TEMPO.CO, Manila- Partai Komunis Filipina (CPP) pekan ini mengungkapkan rasa kecewanya terhadap pemerintahan Rodrigo Duterte yang dituduh ingkar janji. Sudah tujuh bulan menjadi presiden, Duterte belum memenuhi janji-janji kampanyenya. Ahasil gencatan senjata yang dibuat sejak 26 Agustus 2016 dihentikan secara sepihak oleh CPP. Perang gerilya pun kembali dilakukan.
Bagaimana sebenarnya sejarah lahirnya CPP di Filipina yang dikenal dengan perang gerilyanya yang sudah menelan ratusan bahkan ribuan korban?

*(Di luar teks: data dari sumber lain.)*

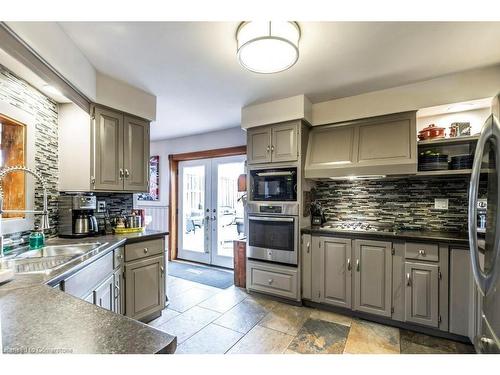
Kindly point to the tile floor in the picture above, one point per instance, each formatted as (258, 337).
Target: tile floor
(208, 320)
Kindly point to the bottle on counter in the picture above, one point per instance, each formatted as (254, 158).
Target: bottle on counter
(36, 239)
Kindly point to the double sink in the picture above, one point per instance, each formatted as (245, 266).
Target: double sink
(47, 259)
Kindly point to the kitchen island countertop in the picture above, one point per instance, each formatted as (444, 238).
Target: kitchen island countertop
(36, 318)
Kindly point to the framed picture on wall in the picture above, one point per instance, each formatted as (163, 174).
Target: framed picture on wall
(154, 181)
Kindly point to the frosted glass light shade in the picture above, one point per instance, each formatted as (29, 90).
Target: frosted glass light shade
(268, 47)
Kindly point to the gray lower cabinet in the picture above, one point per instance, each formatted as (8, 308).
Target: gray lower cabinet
(463, 301)
(273, 279)
(306, 265)
(117, 288)
(104, 295)
(144, 286)
(422, 293)
(332, 260)
(99, 282)
(373, 277)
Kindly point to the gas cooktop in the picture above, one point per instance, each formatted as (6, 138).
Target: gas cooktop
(354, 226)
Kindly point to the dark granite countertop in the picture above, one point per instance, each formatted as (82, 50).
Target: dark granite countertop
(457, 238)
(36, 317)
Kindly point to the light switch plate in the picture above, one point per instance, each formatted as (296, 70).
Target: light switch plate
(101, 206)
(441, 203)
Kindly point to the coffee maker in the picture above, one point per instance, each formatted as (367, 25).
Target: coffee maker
(76, 216)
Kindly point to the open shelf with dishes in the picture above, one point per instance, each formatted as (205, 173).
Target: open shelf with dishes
(447, 156)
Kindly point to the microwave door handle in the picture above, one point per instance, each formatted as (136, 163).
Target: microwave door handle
(276, 173)
(266, 218)
(484, 281)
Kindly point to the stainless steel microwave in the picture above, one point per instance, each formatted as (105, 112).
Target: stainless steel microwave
(273, 185)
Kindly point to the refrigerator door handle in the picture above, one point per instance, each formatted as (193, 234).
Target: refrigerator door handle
(484, 281)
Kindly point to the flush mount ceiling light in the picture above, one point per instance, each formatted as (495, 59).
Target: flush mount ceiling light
(268, 47)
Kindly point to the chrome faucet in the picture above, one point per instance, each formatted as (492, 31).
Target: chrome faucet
(44, 212)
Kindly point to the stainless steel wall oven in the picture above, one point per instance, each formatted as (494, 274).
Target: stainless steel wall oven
(273, 233)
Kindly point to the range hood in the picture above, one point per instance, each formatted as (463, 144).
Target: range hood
(369, 148)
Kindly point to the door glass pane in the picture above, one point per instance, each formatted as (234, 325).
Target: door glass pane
(230, 211)
(193, 208)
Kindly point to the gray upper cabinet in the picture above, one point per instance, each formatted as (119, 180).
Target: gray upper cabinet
(422, 293)
(381, 145)
(106, 150)
(107, 165)
(284, 142)
(144, 287)
(136, 154)
(273, 143)
(335, 271)
(306, 257)
(259, 145)
(373, 277)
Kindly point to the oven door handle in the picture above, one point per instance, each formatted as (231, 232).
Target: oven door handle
(267, 218)
(277, 173)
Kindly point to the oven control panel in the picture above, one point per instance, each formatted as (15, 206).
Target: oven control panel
(271, 209)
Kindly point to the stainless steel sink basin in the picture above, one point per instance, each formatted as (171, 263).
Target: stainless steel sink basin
(47, 258)
(70, 250)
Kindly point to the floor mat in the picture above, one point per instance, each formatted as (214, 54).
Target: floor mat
(204, 275)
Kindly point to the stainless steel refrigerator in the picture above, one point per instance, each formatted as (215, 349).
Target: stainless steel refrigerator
(484, 252)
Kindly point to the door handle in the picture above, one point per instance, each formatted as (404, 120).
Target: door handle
(484, 280)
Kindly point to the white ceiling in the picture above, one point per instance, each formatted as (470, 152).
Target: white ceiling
(192, 67)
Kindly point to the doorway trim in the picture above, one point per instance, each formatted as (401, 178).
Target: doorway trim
(173, 161)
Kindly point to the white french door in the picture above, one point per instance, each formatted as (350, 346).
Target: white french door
(211, 213)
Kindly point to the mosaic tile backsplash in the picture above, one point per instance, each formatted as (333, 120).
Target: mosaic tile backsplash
(17, 92)
(392, 203)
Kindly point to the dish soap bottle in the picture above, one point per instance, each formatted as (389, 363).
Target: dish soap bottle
(37, 238)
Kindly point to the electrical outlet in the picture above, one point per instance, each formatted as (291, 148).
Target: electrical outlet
(101, 206)
(441, 203)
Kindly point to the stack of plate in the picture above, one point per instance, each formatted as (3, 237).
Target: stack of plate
(461, 161)
(432, 162)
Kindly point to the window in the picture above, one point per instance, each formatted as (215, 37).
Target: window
(13, 152)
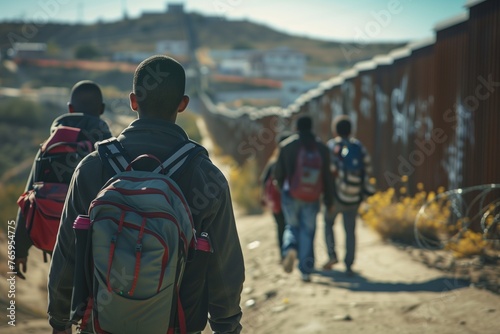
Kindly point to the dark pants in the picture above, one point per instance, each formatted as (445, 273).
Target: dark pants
(280, 225)
(349, 217)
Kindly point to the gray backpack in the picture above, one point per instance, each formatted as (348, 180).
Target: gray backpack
(141, 231)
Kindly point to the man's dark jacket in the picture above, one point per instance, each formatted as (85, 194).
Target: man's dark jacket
(212, 282)
(289, 150)
(95, 129)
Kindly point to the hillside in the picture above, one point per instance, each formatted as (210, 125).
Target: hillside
(202, 31)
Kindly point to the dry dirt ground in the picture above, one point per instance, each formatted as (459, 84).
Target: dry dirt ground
(393, 291)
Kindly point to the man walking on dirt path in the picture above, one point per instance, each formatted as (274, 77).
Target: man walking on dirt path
(351, 170)
(84, 110)
(212, 280)
(303, 175)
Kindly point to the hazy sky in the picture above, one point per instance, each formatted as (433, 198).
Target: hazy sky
(375, 20)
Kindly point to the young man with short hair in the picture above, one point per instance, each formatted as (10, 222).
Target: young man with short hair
(350, 188)
(84, 110)
(212, 281)
(300, 215)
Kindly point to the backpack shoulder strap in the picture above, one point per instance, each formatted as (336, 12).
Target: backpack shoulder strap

Partai Komunis Filipina atau CPP mendasarkan gerakan mereka pada paham Maoisme yakni paham yang berasal dari ajaran pemimpin komunis Cina, Mao Zedong yang berakar pada Marxisme. CPP telah dibentuk sejak lama, bahkan sebelum Filipina merdeka.
Berita terkait:
Ribut PKI, Pemberontak Komunis Filipina Dirangkul Duterte
Filipina Minta AS Hapus Nama Pemimpin Maoist Sebagai Teroris
Pemberontak Komunis Filipina Lanjutkan Perang Gerilya
CPP awalnya dibentuk untuk melawan invasi Jepang pada Perang Dunia II. Namun setelah Filipina mendapat kemerdekaan dari Amerika Serikat, kelompok kiri itu kian tersudutkan bahkan terancam dibasmi. Sejak itu mereka terus bergerilya di daerah-daerah pinggiran dan hutan untuk memberontak.
Tepat pada Desember 1968, bersamaan dengan ulang tahun pemimpin revolusi Cina, Mao, CPP yang tak terorganisir baik kembali dibentuk. CPP kemudian bertahan hingga kini di bawah pimpinan Jose Maria Sison.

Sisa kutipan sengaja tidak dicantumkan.